Target has come under fire for its new season looks, after launching a campaign that some argue lacks size inclusivity.
The retailer recently unveiled its Spring/Summer 2023 collection, sparking a conversation that extends beyond the runway.
While the collection boasts on trend oversized suiting, cotton candy colours, linen crochet print sets, classic neutrals, and a nostalgic nod to the '90s and '00s, it has come under scrutiny for its lack of plus size options.
Inclusivity is a hot-button topic in the fashion industry, and it's clear that consumers are increasingly holding brands accountable for offering a diverse range of sizes.

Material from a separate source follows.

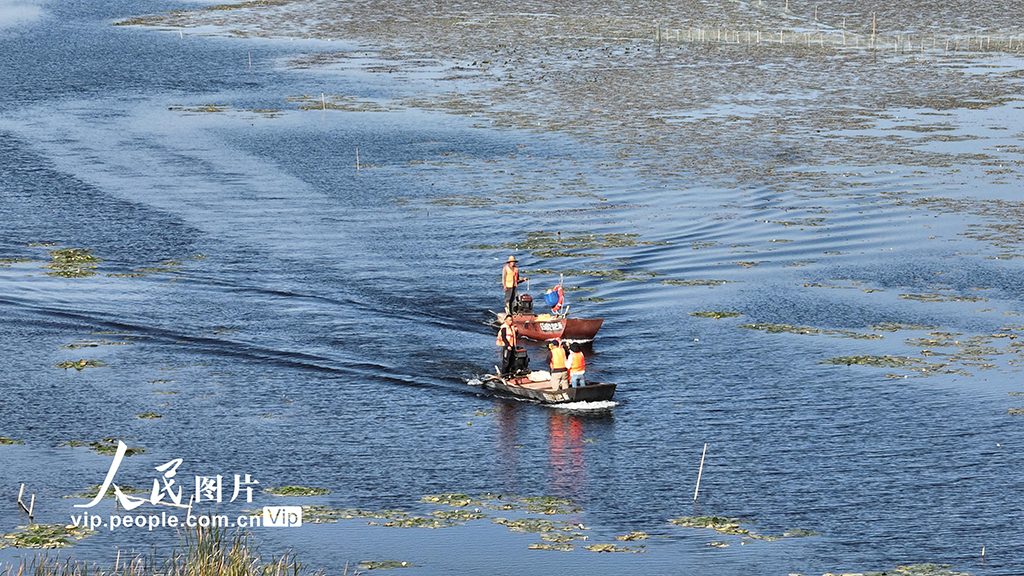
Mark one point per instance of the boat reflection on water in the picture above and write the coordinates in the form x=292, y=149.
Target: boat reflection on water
x=519, y=462
x=565, y=458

While Target has received praise for including a hijab-wearing model and a model with vitiligo, the noticeable scarcity of plus-size offerings did not go unnoticed.
"Why aren't these being offered in plus sizes?" questioned one concerned social media follower, echoing the sentiments of many others. "Plus-size customers ALSO want access to on-trend styles - why are we still being left out?"

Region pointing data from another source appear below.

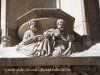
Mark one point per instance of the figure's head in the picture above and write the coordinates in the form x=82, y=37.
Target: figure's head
x=61, y=24
x=33, y=25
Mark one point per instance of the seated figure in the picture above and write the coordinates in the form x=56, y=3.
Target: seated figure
x=33, y=43
x=61, y=42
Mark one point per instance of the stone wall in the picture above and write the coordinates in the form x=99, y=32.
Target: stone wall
x=51, y=70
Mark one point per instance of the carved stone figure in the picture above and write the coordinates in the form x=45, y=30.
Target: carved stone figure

In an era where body positivity and self-expression through fashion are thriving, it's understandable that customers expect retailers to cater to a broader spectrum of sizes. Many expressed their disappointment with Target's apparent oversight.
"It's 2023 and you're not size inclusive? Do better," one individual wrote. "Shame to see that you're not actually inclusive at all," added another. The frustration was evident, with one commenter remarking, "It's 2023... embarrassing they can't keep up!"
The demand for size inclusivity wasn't limited to just one or two voices. A chorus of shoppers joined the conversation, expressing their desire to see trendy, colourful, and fashionable options available for all body types.
"Not a single trendy, fun, or even colourful item in the plus section," lamented one customer. "The plus section at Target is honestly the worst of all the department stores. The straight size offerings are gorgeous.... but none of that for anyone else," another person observed.
The sentiment that plus-size individuals deserve the same variety and style options as their straight-size counterparts resonated strongly. Shoppers urged Target to do better when it comes to size inclusivity.
"Plus-size people love to dress nicely too, not just wear oversized tees with Paris themes like you sell," one shopper pointed out.
"I know that mine and other comments on this post probably won't change anything, but Target, do better about your size inclusivity," urged another. "Give us the same ranges that the straight-size girlies are wearing."
According to a spokesperson from Target, size inclusivity is a priority for the retailer.
"At Target we want our customers to have access to great clothing that suits a range of different bodies," the spokesperson told Yahoo Lifestyle. "Over two thirds of the clothing showcased in our Spring Summer launch caters up to a size 18 with almost one quarter also catering to a size 20, with models chosen to showcase the diversity of sizing we offer."
The spokesperson added, "we also have ranges in store that cater to size 26 – to ensure everyone can feel great in the clothes they buy at Target."